4:58 pm. I’ve just purchased a round-trip First Class train ticket from Andheri to Churchgate and back. Rs. 156. The lines were surprisingly short. The ticket windows at Andheri are almost always crowded. I take the bridge over the seething mass of people to platform 5, where the next Fast to Churchgate is anticipated, and make my way to the front of the platform, where the front First Class coach will arrive. The platform is alive. People standing, chatting, talking on mobile phones, purchasing snacks and water, giving alms to beggars, selling newspapers, expectorating loudly. The trilingual announcement forms a repetitive background drone, listing the stops the train will make, almost like a soothing lullaby “… will go directly from Andheri to Bandra, Bandra to Dadar, Dadar to Mumbai Central …”

The train arrives a few minutes late. Second class is jam packed, but First actually has some seats. I glance nervously at the luggage racks – nothing there. I stand at the favorite spot from my college days, right at the open doorway, one hand clutching the doorframe, leaning slightly out, facing ahead. The inevitable layer of sweat and grime evaporates in a few seconds in the slipstream.

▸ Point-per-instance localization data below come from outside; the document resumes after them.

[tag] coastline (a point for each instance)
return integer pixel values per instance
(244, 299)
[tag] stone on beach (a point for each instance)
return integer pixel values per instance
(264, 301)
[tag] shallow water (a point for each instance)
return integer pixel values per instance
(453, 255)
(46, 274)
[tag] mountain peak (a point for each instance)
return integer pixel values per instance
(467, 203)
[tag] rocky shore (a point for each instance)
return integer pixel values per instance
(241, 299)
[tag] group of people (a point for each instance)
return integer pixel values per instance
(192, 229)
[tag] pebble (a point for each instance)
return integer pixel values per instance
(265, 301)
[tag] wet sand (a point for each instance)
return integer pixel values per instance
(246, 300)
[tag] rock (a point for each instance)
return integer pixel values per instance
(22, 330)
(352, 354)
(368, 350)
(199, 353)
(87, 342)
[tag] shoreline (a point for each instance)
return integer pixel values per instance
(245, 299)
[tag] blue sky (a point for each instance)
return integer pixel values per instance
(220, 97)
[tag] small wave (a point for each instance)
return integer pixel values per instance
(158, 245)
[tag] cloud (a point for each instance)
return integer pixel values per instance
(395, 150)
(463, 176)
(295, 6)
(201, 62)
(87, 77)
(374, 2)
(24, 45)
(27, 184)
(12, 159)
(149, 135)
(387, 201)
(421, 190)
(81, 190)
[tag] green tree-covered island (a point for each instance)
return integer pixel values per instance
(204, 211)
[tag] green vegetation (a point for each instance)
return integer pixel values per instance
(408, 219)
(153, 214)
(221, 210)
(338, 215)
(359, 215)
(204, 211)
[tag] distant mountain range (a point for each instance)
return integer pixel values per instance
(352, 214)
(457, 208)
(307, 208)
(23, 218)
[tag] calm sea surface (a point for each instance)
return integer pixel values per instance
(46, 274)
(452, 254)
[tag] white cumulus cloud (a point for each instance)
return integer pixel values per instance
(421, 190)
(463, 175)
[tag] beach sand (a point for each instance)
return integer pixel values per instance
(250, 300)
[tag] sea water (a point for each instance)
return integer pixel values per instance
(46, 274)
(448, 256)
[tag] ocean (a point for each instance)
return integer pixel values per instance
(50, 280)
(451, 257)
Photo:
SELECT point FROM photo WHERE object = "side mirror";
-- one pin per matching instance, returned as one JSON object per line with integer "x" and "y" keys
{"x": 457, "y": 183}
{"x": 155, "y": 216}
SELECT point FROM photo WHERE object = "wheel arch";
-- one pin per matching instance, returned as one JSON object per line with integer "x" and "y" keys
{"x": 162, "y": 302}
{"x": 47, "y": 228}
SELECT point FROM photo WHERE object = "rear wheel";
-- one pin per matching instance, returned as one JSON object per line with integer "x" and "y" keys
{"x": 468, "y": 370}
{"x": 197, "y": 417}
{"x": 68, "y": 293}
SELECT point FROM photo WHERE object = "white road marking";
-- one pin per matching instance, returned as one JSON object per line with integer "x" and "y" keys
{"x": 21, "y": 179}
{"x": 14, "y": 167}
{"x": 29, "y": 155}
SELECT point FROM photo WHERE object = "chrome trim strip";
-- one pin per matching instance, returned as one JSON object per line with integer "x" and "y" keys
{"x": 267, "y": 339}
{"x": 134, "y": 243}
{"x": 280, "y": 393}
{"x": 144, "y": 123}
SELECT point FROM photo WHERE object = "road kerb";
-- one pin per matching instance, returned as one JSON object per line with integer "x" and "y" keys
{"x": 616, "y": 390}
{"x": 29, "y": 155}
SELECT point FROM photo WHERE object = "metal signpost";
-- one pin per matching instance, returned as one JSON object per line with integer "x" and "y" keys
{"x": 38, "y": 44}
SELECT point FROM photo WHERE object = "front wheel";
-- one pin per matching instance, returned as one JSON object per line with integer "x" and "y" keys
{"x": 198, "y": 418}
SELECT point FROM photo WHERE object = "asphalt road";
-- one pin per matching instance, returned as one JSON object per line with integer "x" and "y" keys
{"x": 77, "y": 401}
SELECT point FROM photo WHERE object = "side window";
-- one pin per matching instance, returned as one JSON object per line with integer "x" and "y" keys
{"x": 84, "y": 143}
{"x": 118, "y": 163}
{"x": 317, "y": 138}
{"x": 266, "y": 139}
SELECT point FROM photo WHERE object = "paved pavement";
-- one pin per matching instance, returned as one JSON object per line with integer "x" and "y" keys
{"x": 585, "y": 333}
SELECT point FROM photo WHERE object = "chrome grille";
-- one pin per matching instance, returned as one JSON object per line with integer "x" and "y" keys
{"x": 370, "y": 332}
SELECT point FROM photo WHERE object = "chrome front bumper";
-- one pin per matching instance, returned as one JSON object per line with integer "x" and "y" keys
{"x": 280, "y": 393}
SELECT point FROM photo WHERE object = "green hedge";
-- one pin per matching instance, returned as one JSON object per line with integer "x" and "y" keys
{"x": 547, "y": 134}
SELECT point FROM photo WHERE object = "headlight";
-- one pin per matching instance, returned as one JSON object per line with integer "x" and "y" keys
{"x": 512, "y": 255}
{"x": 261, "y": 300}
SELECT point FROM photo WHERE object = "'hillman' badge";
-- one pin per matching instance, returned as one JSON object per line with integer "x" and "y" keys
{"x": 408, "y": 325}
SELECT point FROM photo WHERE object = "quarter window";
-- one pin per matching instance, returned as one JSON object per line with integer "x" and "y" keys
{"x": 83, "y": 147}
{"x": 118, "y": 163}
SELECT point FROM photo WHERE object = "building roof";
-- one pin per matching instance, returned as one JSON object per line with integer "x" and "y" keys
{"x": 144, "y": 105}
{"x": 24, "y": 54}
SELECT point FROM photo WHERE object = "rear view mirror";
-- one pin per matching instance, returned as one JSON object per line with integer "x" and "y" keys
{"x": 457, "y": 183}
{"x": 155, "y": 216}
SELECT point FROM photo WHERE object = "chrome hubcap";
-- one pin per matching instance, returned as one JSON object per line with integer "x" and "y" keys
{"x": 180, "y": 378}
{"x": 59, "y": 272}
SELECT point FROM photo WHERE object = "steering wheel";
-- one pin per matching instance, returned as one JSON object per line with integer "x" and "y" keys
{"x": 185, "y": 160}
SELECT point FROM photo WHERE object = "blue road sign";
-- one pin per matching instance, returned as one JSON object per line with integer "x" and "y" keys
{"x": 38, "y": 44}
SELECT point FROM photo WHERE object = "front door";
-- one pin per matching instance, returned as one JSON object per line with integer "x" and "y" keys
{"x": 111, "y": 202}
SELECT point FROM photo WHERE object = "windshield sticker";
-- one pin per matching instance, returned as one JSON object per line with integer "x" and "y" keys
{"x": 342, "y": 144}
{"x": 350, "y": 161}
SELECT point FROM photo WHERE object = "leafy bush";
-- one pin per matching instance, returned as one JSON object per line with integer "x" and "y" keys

The coach is quiet as the familiar urban landscape rushes past. Green trees and weeds line the wide strip of railway property that runs down the length the western side of the megapolis. Shanties and chawls mark the edge. Santacruz station whizzes past. After Bandra, I prepare for the olfactory assault as one crosses the bridge over Mahim creek, the mouth of Mumbai’s much discussed Mithi River (whose health has become everyone’s concern after last year’s floods). The filthy swill swirls below, dark grey, carrying the effluence of millions.

We slow down approaching Mahim station, and I peer across the platforms to see if there is any sign of those dark moments of Tuesday. There’s some construction going on at platform 1, but nothing else seems untoward. Bombay’s trains have carried over twelve million people since then. Inexorable, life must go on.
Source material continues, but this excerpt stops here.